White Collar show -- bond valuation
Hey all,
Random question: was watching the new show on USA network "White Collar" (http://www.hulu.com/watch/104368/white-collar-pil…) and there was a really simple bond valuation question in it but it sounded weird:
(for the full details in the show, click the Hulu link above and watch the segments from ~29 min to 31 min)
the quote was that the bond was "zero option, face = 1000, 9% interest, compounded for 64 yrs" (premise is that there is this bond from 1940s and it should have increased in value over the years) and I'm assuming it's a zero coupon bond and they valued it at $248,000.

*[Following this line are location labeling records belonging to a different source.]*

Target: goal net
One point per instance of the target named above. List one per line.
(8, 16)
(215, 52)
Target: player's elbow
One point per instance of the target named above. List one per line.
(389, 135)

so when you value a zero coupon bond it's (face value)/(1+interst)^years
so it should be 1000/1.09^64 which is ~4.02
so why are they valuing it at $248,000?
The only way I know they'd get that is if they multiplied 1000 by 1.09^64 because 1.09^64 is 248, and multiplied by 1000 would be 248,000. Does USA networks just have bad scriptwriters or am I missing something?
You missed the part where they said redeemable. I think with bonds like that you are supposed to take them in to pick up your interest payments so they are essentially saying the bond is worth the $1,000 face + the interest payments that were never collected.
Actually scrap that, that would rely on there being interest on the interest not collected which would make minimal sense. Crap scriptwriters seems to be the trouble here.
Yeah they're doing interest on interest to make it sound more impressive, hah. (1+0.09*64)=6.76, not 248, haha.